The Kremlin spokesman Dmitry Peskov’s take on the meeting was less sanguine. He said they would discuss “a lot of issues and they are sensitive.” He said that bilateral relations between Washington and Moscow “continue to degrade, so there is a need to search for common ground.”
For DEBKA Weekly’s military and intelligence sources, Bolton’s most telling phrase was the wish to try and plan out the issues “in a systematic way,” because this is how the forthcoming US-Israeli operation against Iran in Syria is unfolding. (See a separate article.) Iran’s Maj. Gen. Qassem Soleimani and his Al Qods Brigades, the external arm of the Revolutionary Guards (IRGC) have been chosen as key targets after careful calculation: Although widely considered the strong pillar of the ayatollahs’ regime in Tehran, the intelligence reaching Washington and Jerusalem attests to Soleimani and his cohorts to be standing at the forefront of the opposition to the policy led by supreme leader Ayatollah Ali Khamenei and President Hassan Rouhani for renegotiating the 2015 nuclear accord with Washington.

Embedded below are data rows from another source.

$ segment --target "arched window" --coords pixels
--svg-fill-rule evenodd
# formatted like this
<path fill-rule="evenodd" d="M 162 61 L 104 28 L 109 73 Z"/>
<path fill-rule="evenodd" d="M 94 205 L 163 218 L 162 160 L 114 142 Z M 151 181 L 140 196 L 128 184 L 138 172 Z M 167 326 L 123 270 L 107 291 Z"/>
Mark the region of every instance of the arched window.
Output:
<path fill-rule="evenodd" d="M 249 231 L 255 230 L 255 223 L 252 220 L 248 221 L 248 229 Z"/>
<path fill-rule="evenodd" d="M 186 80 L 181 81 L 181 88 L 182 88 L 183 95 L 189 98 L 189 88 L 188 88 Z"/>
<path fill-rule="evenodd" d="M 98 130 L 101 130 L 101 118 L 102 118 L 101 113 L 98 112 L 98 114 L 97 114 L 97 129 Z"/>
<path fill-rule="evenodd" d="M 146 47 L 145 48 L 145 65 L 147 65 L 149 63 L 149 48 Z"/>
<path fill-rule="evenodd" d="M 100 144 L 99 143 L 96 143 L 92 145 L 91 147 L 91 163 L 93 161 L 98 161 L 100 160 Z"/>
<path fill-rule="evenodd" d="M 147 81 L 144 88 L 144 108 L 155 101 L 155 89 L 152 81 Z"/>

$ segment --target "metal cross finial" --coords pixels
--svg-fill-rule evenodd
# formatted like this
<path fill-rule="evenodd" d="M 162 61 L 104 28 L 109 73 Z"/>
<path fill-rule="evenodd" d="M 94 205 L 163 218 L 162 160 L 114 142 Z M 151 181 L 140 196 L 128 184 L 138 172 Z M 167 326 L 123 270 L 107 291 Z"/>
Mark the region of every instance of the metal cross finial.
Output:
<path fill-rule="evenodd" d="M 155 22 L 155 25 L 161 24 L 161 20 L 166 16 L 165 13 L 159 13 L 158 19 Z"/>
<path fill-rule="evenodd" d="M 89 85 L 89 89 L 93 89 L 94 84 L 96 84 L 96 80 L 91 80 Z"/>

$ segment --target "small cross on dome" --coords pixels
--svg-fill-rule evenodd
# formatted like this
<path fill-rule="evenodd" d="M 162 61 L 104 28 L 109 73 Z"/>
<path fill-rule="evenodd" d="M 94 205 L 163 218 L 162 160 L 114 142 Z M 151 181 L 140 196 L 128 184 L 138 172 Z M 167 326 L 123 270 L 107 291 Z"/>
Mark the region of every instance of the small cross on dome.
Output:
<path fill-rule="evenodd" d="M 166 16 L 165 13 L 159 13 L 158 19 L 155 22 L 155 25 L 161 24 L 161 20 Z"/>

On Tuesday, Aug. 21, Rouhani marked Iran’s National Military Industry Day with these words: “We should make ourselves ready to fight against the military powers who want to take over our territory and our resources. Why does the United States not attack us? Because of our power, because it knows the consequences.”

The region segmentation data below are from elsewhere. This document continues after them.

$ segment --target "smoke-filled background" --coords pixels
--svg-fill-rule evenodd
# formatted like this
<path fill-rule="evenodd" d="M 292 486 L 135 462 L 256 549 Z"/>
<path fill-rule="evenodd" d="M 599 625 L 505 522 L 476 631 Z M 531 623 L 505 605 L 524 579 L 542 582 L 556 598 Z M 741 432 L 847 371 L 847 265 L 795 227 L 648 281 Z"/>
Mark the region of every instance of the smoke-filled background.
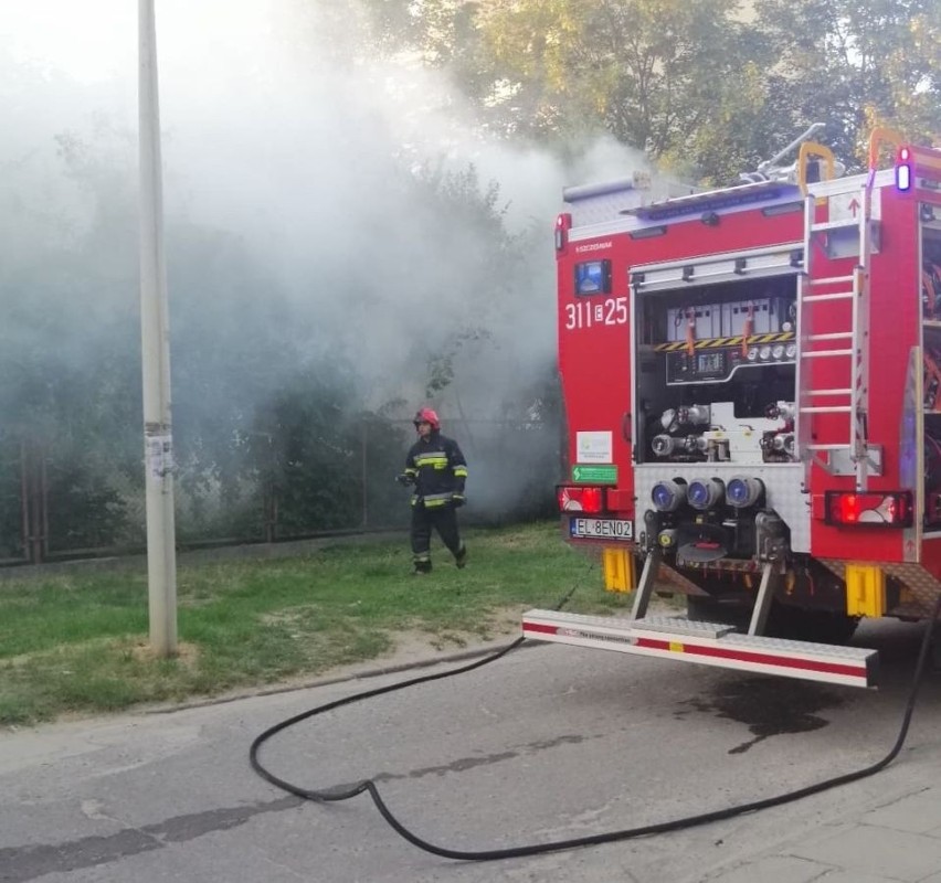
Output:
<path fill-rule="evenodd" d="M 136 3 L 0 21 L 0 557 L 134 546 Z M 561 188 L 639 163 L 488 138 L 352 2 L 159 0 L 157 25 L 180 540 L 401 523 L 426 403 L 468 517 L 547 511 Z"/>

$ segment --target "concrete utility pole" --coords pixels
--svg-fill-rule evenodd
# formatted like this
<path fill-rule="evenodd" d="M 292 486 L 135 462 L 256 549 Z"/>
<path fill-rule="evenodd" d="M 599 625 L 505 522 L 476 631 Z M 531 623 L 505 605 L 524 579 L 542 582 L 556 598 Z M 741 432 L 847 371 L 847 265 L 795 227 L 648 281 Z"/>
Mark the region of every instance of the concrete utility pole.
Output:
<path fill-rule="evenodd" d="M 138 0 L 140 119 L 140 337 L 144 368 L 144 458 L 147 486 L 147 576 L 150 646 L 177 652 L 177 547 L 163 185 L 154 0 Z"/>

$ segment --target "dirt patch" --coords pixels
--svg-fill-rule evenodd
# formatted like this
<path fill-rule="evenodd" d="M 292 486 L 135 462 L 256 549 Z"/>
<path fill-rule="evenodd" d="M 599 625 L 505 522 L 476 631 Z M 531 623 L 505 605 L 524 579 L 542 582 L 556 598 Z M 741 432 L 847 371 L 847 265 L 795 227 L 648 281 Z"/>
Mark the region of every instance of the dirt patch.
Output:
<path fill-rule="evenodd" d="M 149 643 L 139 641 L 130 648 L 130 655 L 138 662 L 156 662 L 158 657 L 154 648 Z M 180 641 L 177 645 L 175 659 L 178 659 L 184 666 L 194 666 L 199 659 L 199 648 L 194 643 Z"/>

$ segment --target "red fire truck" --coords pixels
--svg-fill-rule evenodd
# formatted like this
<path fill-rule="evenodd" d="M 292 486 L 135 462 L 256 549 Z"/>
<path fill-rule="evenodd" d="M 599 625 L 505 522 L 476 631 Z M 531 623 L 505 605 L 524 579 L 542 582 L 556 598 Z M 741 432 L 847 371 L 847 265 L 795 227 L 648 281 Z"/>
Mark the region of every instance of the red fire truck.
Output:
<path fill-rule="evenodd" d="M 932 614 L 941 150 L 879 129 L 847 177 L 815 128 L 727 189 L 564 191 L 563 533 L 634 597 L 526 636 L 869 687 L 860 618 Z M 685 617 L 647 614 L 664 593 Z"/>

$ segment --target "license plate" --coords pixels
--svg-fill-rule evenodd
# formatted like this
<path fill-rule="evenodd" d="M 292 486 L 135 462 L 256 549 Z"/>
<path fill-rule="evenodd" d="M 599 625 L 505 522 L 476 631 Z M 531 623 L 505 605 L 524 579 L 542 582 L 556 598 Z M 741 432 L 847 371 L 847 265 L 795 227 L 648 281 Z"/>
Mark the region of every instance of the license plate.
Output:
<path fill-rule="evenodd" d="M 580 539 L 631 540 L 634 522 L 614 518 L 573 518 L 569 521 L 569 533 Z"/>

That Rouhani conspicuously avoided referring to US potential targets outside Iranian territory was noted by three Trump policymakers, John Bolton, James F. Jeffrey, the administration’s newly-appointed coordinator for Syria and Brian Hook, Senior Policy Adviser to the Secretary of State and Director of the Secretary’s Policy Planning Staff for Iran. (A separate article discusses the significance of the Jeffrey appointment.)
The three officials agree that the Russian President will apply his strategy of turning a blind eye to Israeli military action in Syria equally to US attacks – so long as Syrian President Bashar Assad and his regime are not impaired.

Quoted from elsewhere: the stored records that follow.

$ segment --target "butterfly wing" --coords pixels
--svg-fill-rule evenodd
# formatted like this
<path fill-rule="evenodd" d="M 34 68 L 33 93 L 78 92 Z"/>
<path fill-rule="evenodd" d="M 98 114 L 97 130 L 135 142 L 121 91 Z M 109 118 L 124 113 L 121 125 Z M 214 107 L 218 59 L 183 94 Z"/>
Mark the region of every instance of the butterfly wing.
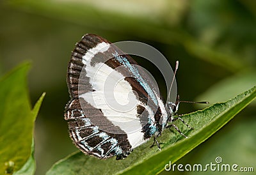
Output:
<path fill-rule="evenodd" d="M 106 40 L 84 35 L 68 64 L 65 119 L 84 153 L 104 158 L 129 151 L 157 130 L 166 112 L 156 84 Z"/>

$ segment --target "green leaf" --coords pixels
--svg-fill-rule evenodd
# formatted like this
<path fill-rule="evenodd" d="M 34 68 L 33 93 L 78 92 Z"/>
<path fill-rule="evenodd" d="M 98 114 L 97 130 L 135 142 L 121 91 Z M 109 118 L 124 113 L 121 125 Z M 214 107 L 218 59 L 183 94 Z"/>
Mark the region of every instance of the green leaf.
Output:
<path fill-rule="evenodd" d="M 15 172 L 13 174 L 24 174 L 29 175 L 34 174 L 36 170 L 36 161 L 35 160 L 35 144 L 34 141 L 32 141 L 31 145 L 31 153 L 29 158 L 27 162 L 23 165 L 23 167 L 17 172 Z"/>
<path fill-rule="evenodd" d="M 44 93 L 31 110 L 26 77 L 30 67 L 24 63 L 0 80 L 0 174 L 13 173 L 24 167 L 31 150 L 34 123 Z M 35 164 L 35 162 L 33 162 Z M 35 166 L 29 168 L 33 174 Z"/>
<path fill-rule="evenodd" d="M 238 93 L 243 92 L 256 83 L 256 72 L 246 70 L 236 73 L 212 86 L 204 93 L 200 94 L 196 102 L 207 99 L 211 103 L 225 102 Z M 253 102 L 255 104 L 254 102 Z"/>
<path fill-rule="evenodd" d="M 47 174 L 156 174 L 163 170 L 169 161 L 174 163 L 205 141 L 232 119 L 256 98 L 256 86 L 225 102 L 216 103 L 202 110 L 185 115 L 182 118 L 194 130 L 189 130 L 177 121 L 175 125 L 188 136 L 183 139 L 175 130 L 166 130 L 157 140 L 162 150 L 150 148 L 153 141 L 134 149 L 125 160 L 115 158 L 99 160 L 75 153 L 56 163 Z"/>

The possible tradeoff being hatched between the two big powers would have the US and its allies, Israel and the Arab Gulf states, give up trying to undermine Assad and accept Russia’s domination of Syria, in exchange for Moscow encompassing Iran’s exit. This deal should make everyone happy except Iran – and some circles in the State Department and National Security Council. They are concerned that Putin’s turn-a-blind-eye policy for US and Israel military action is Syria may not be sustainable. He will be hassled by Tehran, Damascus, or possibly Ankara, to explain the logic of maintaining a Russian force in Syria when it never fires a shot to stop American and Israeli military operations there. The Russian president will then have to decide whether to stick to his guns or start hitting back at Israeli targets, while attempting to leave US targets unscathed. He is no doubt aware of the US-Israeli pact for covering the other’s back in air and ground actions, but a chink may be found in the most ironclad armor.
Will the Ukraine issue figure in the Russian leader’s calculations for Syria? Hanging over the Trump-Putin July summit were stubborn rumors that the Russian president would be ready to kick Iran out of Syria if Trump recognized Russia’s annexation of Crimea and guaranteed not to co-opt Ukraine and George to NATO. No part of that rumored deal came to be at Helsinki. But it never died. A suggestion still lingers over the secret exchanges ongoing between Washington and Moscow that Putin might eventually line up with the US and Israeli agenda in Syria, if he comes out of the deal for ridding Syria of Iran with Ukraine in hand.
Bolton may know more about this when he arrives in Kiev on Friday, Aug. 24, the day after he gets together in Geneva with his Russian opposite number. The US official arrives in time to watch a military parade in Independence Square of 4,500 servicemen and 250 pieces of equipment dedicated to the 27th anniversary of Ukraine’s nationhood.